While I have some sympathy for folks currently worried about their genetic privacy, I want to remind them that their genetic information is not some especially vital or dangerous kind of fact or knowledge about themselves. Such privacy regulations will needlessly reinforce unscientific notions of "genetic exceptionalism" among the public. And since the sorts of rules recommended by the commission have the habit of metastasizing into malignant bureaucracies (think here of HIPAA privacy regulations), I predict that most of us will regret adopting such a prohibition sooner rather than later.

Many years ago, I put my 23andMe genetic screening results online at SNPedia where they are regularly updated so that my friends and enemies can all find out what's genetically wrong (and right) with me. Consequences? None.

So what is Skloot advocating that has gotten me riled up? The government is proposing revisions to the Protection of Human Subjects rule that could possibly impose new and extensive consent requirements for using all sorts of biological samples derived from people. Skloot begins by asking readers if they want researchers to continue the practice of freely passing around cells derived from their bodies and the genetic information they contain? She then writes:

Tissues from millions of Americans are used in research without their knowledge. These "clinical biospecimens" are leftovers from blood tests, biopsies and surgeries. If your identity is removed, scientists don't have to ask your permission to use them. How people feel about this varies depending on everything from their relationship to their DNA to how they define life and death. Many bioethicists aren't bothered by the research being done with those samples — without it we wouldn't have some of our most important medical advances. What concerns them is that people don't know they're participating, or have a choice. This may be about to change. …

What's riding on this? Maybe the future of human health. We're in the era of precision medicine, which relies on genetic and other personal information to develop individualized treatments. Those advances depend on scientists working with vast amounts of human tissue and DNA.

So let's definitely get in the way of "the future of human health."

Back in 1990, the Calfornia Supreme Court ruled in the case of Moore v. Regents of the University of California that a patient did not own tissues and cells removed from his body as treatment for leukemia that were later used to create a lucrative cell line. In Moore's case, however, the researchers kept him coming back for blood tests over several years without telling him why.
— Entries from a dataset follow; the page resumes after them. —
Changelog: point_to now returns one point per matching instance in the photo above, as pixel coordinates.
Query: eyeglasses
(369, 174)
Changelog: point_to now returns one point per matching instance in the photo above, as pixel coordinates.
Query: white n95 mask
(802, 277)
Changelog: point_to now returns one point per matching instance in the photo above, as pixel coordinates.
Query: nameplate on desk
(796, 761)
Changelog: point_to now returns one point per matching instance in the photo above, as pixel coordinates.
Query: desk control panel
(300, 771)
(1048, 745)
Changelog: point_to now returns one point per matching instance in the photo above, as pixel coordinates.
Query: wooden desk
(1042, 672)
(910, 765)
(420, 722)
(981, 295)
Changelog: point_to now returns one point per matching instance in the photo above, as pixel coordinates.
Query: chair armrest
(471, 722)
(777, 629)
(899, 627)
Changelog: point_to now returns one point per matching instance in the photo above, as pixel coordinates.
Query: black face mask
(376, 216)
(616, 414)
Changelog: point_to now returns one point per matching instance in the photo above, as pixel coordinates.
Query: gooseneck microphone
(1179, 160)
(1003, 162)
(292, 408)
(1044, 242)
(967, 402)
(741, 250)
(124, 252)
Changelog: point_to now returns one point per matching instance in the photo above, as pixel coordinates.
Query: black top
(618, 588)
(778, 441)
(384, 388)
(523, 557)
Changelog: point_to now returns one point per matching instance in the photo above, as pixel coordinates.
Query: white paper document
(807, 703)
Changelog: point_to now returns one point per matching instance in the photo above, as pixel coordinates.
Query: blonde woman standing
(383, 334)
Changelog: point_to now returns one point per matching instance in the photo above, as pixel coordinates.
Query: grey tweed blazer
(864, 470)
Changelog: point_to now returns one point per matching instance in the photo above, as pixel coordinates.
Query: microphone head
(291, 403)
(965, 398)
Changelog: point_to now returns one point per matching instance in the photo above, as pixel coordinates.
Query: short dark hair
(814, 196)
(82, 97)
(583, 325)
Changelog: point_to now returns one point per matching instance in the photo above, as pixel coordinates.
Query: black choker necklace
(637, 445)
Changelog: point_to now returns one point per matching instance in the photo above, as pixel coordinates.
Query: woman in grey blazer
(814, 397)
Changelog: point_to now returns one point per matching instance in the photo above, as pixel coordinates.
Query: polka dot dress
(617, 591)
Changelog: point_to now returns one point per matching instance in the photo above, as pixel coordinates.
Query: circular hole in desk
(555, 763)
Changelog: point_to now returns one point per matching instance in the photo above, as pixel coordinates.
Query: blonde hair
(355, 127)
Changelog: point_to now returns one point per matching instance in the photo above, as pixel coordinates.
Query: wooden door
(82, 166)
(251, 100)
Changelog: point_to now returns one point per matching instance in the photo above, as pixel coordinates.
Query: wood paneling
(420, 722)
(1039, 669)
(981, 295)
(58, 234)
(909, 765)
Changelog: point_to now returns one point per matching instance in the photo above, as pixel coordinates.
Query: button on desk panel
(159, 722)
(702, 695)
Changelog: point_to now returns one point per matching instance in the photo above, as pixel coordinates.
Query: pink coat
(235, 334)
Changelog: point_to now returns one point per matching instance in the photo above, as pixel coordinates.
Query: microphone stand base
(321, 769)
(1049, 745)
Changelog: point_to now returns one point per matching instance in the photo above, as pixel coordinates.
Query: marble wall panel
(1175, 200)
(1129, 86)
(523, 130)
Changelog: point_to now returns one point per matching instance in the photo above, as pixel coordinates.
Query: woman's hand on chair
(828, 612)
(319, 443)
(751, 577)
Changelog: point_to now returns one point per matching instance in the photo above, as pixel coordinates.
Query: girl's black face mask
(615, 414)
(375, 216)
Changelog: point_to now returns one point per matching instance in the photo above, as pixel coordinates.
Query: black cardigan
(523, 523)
That is certainly unethical.

Since regulators must regulate (and bioethicists are generally quite enthusiastic supporters of regulation), perhaps the best we can hope for is what Skloot calls "broad consent":

When you show up to the doctor, you'd get a form saying, essentially, We want to store your tissues for future biomedical research; we can't tell you exactly what that research might involve, and you can't specify how your tissues are used. We may share your identity with other researchers, with privacy protections in place. And we may contact you for future research. Is that O.K.?
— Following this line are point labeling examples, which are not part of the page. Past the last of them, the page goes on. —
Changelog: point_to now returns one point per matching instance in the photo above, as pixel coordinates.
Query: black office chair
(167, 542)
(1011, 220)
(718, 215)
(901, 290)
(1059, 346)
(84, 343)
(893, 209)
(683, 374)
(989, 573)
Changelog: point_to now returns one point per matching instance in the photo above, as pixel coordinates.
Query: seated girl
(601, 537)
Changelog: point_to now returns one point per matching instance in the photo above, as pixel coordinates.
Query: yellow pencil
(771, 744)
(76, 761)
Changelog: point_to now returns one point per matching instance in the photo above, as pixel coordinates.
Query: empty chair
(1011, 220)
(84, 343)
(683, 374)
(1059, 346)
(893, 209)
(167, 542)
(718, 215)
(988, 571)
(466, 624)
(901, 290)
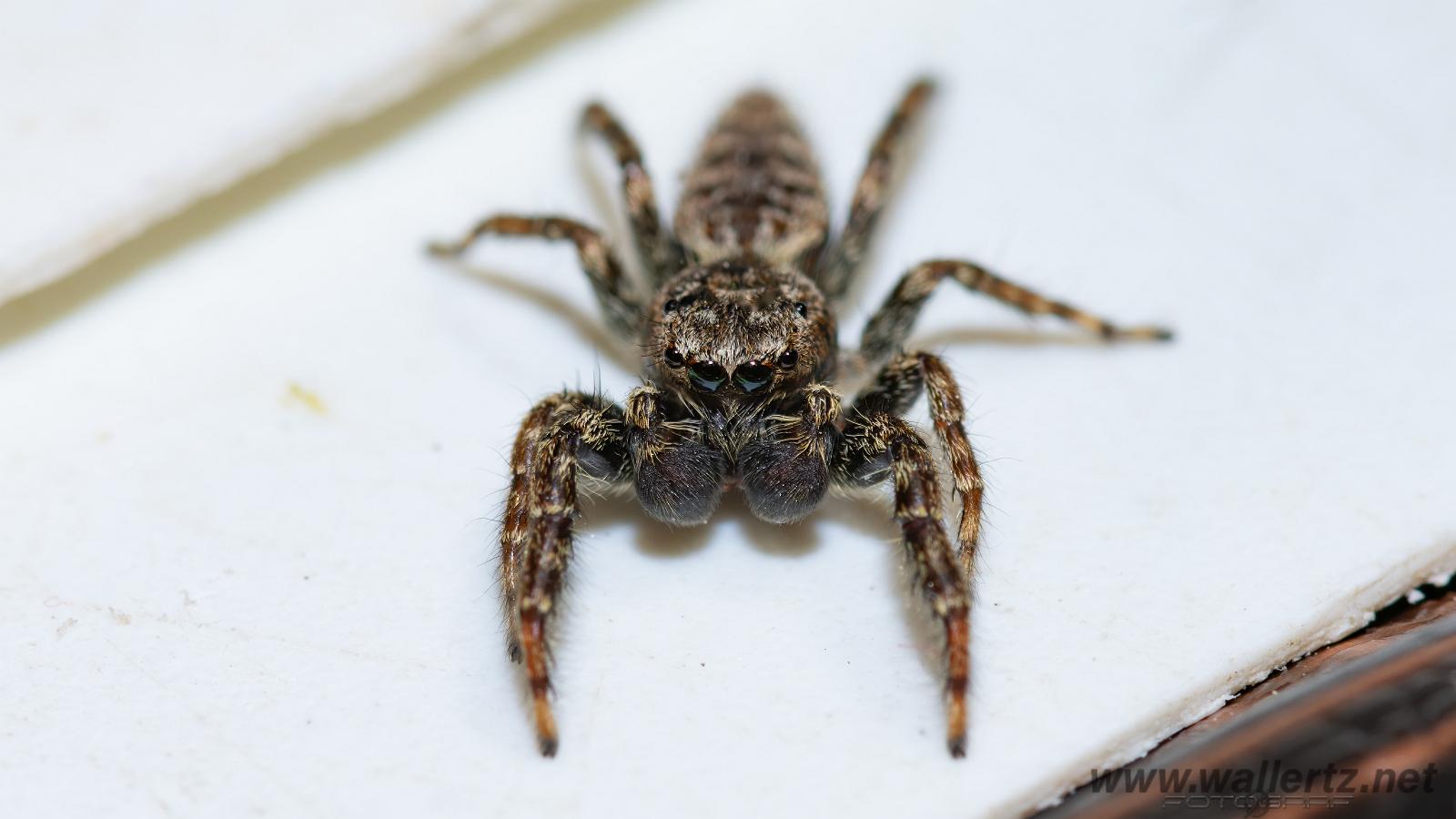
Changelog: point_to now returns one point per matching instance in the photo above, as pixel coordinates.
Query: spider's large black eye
(706, 376)
(752, 378)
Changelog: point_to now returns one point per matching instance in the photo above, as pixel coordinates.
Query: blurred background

In other words, another worthless form attempting to enforce an alleged norm of genetic privacy that very few patients will bother to look at or will later care about.

So Yes. A thousand times Yes. It is O.K.!

Note: Did I mention that I wrote a book on the subject, Liberation Biology: The Scientific and Moral Case for the Biotech Revolution?

*William Buckley famously declared in National Review's 1955 mission statement that the magazine "stands athwart history, yelling Stop."